For a sec I thought it was going to be Dad singing.
Then Claire explained.
Which is how come I’m lying here on my bed holding a tape of my mother’s voice.
A voice I’ve never heard.
All my life I’ve tried to imagine it. A warm, soft, gentle voice. A strong, cheeky, laughing voice.
A loving voice.
And now, when at last I’m able to hear it, I’m scared.
But I’m going to do it now.
I’m putting the tape into my walkman.
I’m switching it on.
Now I understand.
Now I know why Dad’s nuts about Carla Tamworth.
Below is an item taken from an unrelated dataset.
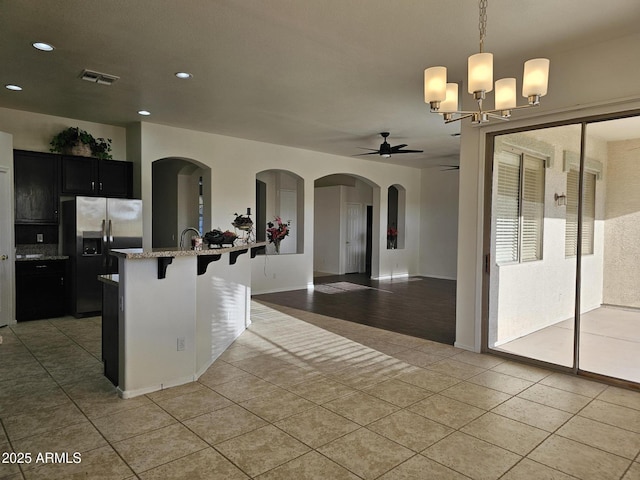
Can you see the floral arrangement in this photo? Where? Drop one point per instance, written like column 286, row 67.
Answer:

One of Australia’s top country and western singers sounds just like my mum.
Except my mum’s got a better voice.
I can’t stop saying it.
My mum.
Singing just for me. Well, that’s what I’m pretending.
The tape’s pretty confused at first. Just heaps of loud voices talking over each other in French. That must be why Dad’s never given me the tape before. It would have been a total and complete giveaway about France.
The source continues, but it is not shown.